Circula pelas redes sociais que o governador do Ceará, Camilo Santana (PT), “não está deixando” prefeitos usarem a vacina contra a Covid-19. De acordo com a publicação, essa afirmação foi feita por Bruno Figueiredo (PDT), prefeito do município de Pacajus, região metropolitana de Fortaleza. Por meio do ​projeto de verificação de notícias​, usuários do Facebook solicitaram que esse material fosse analisado. Confira a seguir o trabalho de verificação da Lupa:

“PREFEITO DE PACAJUS, AFIRMA QUE CAMILO SANTANA NÃO ESTÁ DEIXANDO OS PREFEITOS USAR AS VACINAS”

Texto em imagem que circula no Facebook que, até as 14h15 de 13 de abril de 2021, tinha sido compartilhado mais de 350 vezes

EXAGERADO

A informação analisada pela Lupa é exagerada. O prefeito de Pacajus, Bruno Figueiredo (PDT), de fato reclamou em uma entrevista que a Secretaria de Saúde do Ceará não autorizou o uso de vacinas que já haviam sido enviadas ao município. Contudo, a prefeitura do município explicou, depois da entrevista, que a recomendação partiu do Ministério da Saúde, e que as vacinas em questão são destinadas para a segunda dose de pessoas já vacinadas.

Em 6 de abril, Figueiredo foi entrevistado no programa Ponto a Ponto, da rádio e TV local Liberdade. Na ocasião, ele comentou que tem “3 mil e tanto” vacinas no estoque e que pediu autorização à secretaria estadual de Saúde para usar 1,5 mil. “Não liberaram, vou fazer o quê? Era melhor não terem enviado. Acho que é falta de respeito com a situação. Tudo bem, tem perigo de faltar vacinas, tá jóia, então vamos usar só uma parte”, afirmou. Ele também explicou que algumas vacinas serão usadas na população local apenas em maio, para a segunda dose, e questionou se até lá não vão chegar mais unidades. Em nenhum momento o prefeito afirmou que Camilo Santana não o deixou usar as fórmulas. 
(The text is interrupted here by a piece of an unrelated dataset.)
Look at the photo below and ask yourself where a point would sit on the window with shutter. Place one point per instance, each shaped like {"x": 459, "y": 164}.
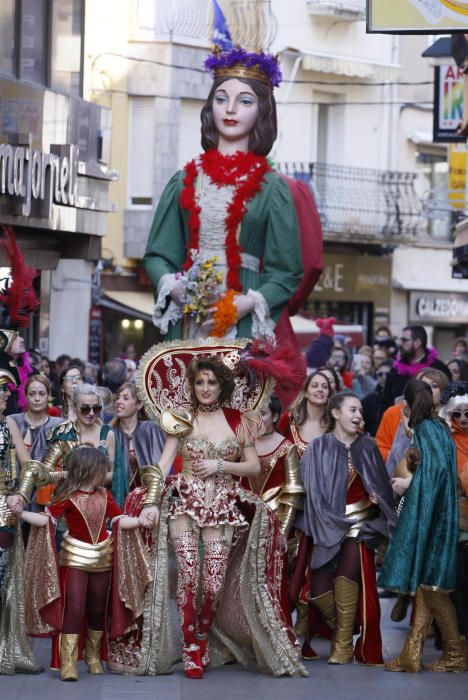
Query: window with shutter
{"x": 189, "y": 131}
{"x": 141, "y": 152}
Procurada pela Lupa, a assessoria de imprensa de Pacajus informou que o município recebeu uma grande quantidade de doses destinadas à segunda aplicação (D2). Por isso, solicitou a utilização de uma parte dessa quantia junto à secretaria estadual de Saúde e a resposta foi negativa. “Recebemos a informação na sexta-feira (9) [depois da entrevista] de que a determinação vem do Ministério da Saúde, que estabeleceu que as doses seriam apenas para a segunda dose (D2), ou seja, foi uma decisão do Governo Federal e não da Secretaria Estadual de Saúde.”
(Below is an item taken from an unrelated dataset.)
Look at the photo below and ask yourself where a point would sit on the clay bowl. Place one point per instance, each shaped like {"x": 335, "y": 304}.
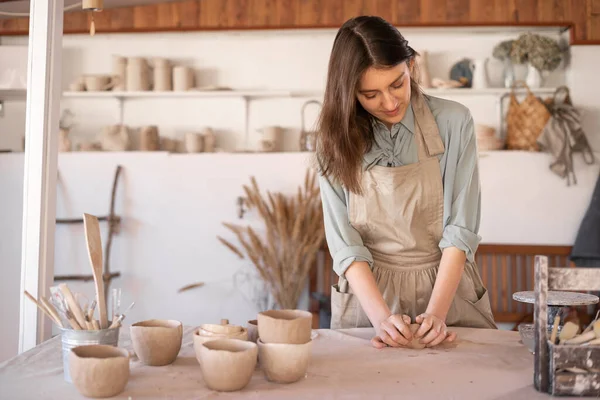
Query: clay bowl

Entre janeiro e março, Pacajus recebeu 5.371 vacinas da CoronaVac, fórmula desenvolvida pela farmacêutica chinesa Sinovac em parceria com o Instituto Butantan no Brasil; e 2.130 da AstraZeneca, desenvolvida pela Universidade de Oxford e produzida pela Fundação Oswaldo Cruz (Fiocruz) no país. Essas primeiras remessas foram destinadas à aplicação da primeira dose. Em 1º de abril, a cidade recebeu mais uma remessa, dessa vez para aplicação da segunda dose: 4.061 da CoronaVac e 370 da AstraZeneca, informou, por WhatsApp, a assessoria de imprensa do município. Segundo dados disponíveis no site da prefeitura, até 13 de abril Pacajus aplicou 6.922 doses na população. O estoque de 3 mil vacinas, mencionadas pelo prefeito na entrevista, são da CoronaVac. 

A secretaria de Saúde do Ceará informou, em nota publicada no último sábado (10), que recebeu, no dia 1º de abril, uma remessa com 371.750 mil doses de vacinas e que todas foram destinadas à segunda aplicação, conforme recomendações do Ministério da Saúde. Já no dia 8, o estado recebeu mais 170.450 mil doses — essas últimas destinadas para primeira e segunda aplicação. Ainda de acordo com a pasta, “não existe recomendação de fazer estoque de vacinas. Cada imunizante enviado tem destinação planejada para garantir a vacinação de todos os cearenses a partir dos 18 anos”.